No se puede conocer el océano navegando por su
superficie. Es como explorar la selva subido en un avión. Tienes que meterte en los
recovecos del coral. Tienes que acercarte lo suficiente para distinguir los delicados
pólipos de coral extendidos, y tienes que sentir el tacto sedoso de la piel de un mero.
Tienes que oír el embate de las olas en las rocas, y sentir el gusto de la sal en la
boca.
Bajo la superficie del agua existe una realidad
alternativa en la que cambiamos la tiranía de la fuerza de la gravedad por la libertad de
la falta de peso. También dejamos nuestra atmósfera gaseosa por un entorno líquido 800
veces más denso que el aire, lo que hace que nuestros movimientos parezcan hechos a
cámara lenta.
El buceo es el único deporte para el que estamos
programados genéticamente, ya que aún quedan en nosotros restos de las antiguas
criaturas marinas de las que descendemos. Los actos reflejos que funcionan en todos los
mamíferos (incluidos nosotros) cuando entramos en contacto con el agua hace que
pataleemos cuando la presión del agua a nuestro alrededor sube y la temperatura baja.
Para ahorrar oxígeno, el corazón empieza a latir más lentamente, y la sangre se
reconduce desde las extremidades hasta el cerebro.

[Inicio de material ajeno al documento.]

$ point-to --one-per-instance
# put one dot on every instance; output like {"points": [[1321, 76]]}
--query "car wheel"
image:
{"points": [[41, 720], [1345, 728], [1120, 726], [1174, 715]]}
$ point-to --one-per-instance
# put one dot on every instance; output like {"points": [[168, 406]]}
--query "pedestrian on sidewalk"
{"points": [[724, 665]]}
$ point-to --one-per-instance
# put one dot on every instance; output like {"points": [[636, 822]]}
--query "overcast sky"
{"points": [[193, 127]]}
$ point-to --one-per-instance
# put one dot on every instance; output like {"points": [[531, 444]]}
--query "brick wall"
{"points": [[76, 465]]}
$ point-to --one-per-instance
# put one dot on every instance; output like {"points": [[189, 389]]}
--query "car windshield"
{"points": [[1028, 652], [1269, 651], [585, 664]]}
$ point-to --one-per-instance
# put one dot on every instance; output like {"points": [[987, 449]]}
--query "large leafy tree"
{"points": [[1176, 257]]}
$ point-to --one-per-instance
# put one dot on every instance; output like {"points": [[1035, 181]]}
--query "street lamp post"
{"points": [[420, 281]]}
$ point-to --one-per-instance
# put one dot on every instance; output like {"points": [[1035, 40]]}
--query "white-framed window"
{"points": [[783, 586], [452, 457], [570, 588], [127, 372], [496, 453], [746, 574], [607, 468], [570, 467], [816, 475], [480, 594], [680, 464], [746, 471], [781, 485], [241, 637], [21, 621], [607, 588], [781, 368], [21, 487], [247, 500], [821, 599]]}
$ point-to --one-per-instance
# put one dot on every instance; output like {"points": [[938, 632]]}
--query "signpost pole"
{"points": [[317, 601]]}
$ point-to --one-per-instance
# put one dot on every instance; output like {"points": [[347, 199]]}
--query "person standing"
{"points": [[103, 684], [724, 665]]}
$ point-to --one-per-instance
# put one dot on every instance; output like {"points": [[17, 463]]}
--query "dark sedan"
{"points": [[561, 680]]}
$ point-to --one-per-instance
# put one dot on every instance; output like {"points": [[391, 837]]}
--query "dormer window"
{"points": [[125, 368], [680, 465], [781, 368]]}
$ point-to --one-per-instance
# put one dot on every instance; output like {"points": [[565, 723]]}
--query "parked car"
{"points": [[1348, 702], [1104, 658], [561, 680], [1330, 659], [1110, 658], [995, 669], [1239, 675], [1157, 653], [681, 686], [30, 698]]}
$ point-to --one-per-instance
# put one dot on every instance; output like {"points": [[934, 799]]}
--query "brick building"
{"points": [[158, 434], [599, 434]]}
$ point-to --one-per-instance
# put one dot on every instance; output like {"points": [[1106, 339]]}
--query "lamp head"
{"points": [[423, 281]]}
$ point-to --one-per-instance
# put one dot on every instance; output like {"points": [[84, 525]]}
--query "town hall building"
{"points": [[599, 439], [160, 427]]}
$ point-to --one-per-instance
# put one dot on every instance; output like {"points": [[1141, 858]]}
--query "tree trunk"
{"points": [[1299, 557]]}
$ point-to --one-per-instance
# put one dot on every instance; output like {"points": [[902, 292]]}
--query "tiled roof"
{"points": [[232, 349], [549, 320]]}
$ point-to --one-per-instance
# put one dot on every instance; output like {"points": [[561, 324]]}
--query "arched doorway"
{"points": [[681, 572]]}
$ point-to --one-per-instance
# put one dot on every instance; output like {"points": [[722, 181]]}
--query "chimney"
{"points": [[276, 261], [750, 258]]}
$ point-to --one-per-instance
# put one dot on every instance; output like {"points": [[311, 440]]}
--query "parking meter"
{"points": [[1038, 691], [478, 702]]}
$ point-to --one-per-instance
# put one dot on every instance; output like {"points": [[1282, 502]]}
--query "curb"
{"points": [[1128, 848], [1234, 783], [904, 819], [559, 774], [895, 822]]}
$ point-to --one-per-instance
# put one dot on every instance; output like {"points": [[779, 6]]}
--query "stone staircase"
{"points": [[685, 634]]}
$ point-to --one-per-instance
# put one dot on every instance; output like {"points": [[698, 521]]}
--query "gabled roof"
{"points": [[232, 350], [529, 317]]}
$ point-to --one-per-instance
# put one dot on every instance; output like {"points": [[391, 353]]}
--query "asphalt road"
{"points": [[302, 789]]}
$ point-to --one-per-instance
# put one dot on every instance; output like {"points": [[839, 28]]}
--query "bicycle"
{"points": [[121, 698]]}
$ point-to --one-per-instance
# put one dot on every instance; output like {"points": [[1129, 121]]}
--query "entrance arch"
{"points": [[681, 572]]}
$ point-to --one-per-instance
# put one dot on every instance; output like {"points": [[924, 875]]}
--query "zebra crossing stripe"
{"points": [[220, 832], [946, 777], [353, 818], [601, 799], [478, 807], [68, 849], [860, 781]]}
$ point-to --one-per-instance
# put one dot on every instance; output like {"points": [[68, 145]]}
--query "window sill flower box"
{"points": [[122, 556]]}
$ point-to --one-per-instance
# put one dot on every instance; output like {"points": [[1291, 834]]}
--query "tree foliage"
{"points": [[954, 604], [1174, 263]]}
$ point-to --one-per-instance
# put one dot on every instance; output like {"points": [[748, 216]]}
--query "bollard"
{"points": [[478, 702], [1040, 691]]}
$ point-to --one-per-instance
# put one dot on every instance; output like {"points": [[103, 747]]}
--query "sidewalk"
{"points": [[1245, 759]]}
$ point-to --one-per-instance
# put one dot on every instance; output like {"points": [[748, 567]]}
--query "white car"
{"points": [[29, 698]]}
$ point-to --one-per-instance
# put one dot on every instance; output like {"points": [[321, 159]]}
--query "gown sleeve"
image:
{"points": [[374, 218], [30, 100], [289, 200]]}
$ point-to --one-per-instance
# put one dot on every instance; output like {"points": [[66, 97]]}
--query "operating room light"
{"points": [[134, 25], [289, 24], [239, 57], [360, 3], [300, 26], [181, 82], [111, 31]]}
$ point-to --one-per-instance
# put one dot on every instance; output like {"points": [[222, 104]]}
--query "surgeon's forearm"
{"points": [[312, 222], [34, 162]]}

Mientras que tu primera inmersión hace que tu
corazón se acelere y tus sentidos queden embotados por las sensaciones, tan increíbles
como espectaculares, con el tiempo el buceo llega a ser una experiencia trascendental,
casi mística.
Tan lejanos como estamos de nuestros remotos
antecesores acuáticos, la marca del mar está en todos nosotros.